Of course, it’s possible to be totally willing to put in work while still feeling nervous. It’s okay if you feel some performance anxiety or just a bit of nervousness about being around guns. Shooting instructors know that many people are drawn to shooting ranges because they want to protect themselves and are unsure how, so it’s perfectly natural to feel uncomfortable at first. Here are some tips put together by various shooting range experts to ensure that you have the best experience possible. Read on to learn more about how you can best prepare yourself for your time at the shooting range.

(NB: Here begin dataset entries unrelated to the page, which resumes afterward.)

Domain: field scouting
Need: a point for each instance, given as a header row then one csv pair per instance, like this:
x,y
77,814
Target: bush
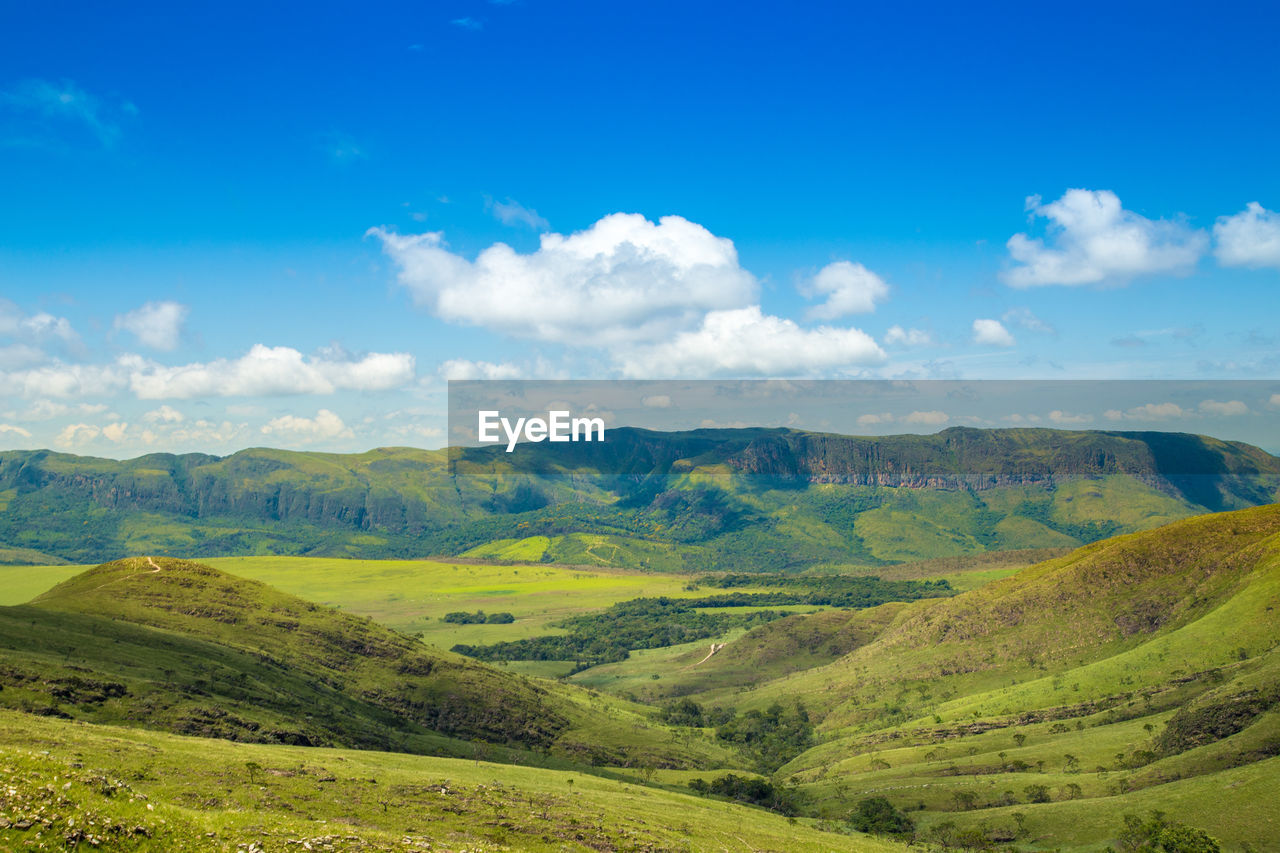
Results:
x,y
878,816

First, it’s a good idea to identify why you’re feeling nervous or apprehensive about shooting. Is it simply because you don’t know what to expect and don’t want to make a fool of yourself in front of more experienced people? Is it because you have a natural competitive streak but are afraid shooting isn’t a skill you can pick up quickly? Have you had some personal negative experience around guns in the past? Whatever the reason, just remember that shooting ranges are designed for people to learn. There are levels of practices for more experienced shooters to use, but on the whole, it’s expected that people will be coming into the range will minimal experience or knowledge about guns. In fact, there really is no specific range that a shooting range is supposed to be intimidating.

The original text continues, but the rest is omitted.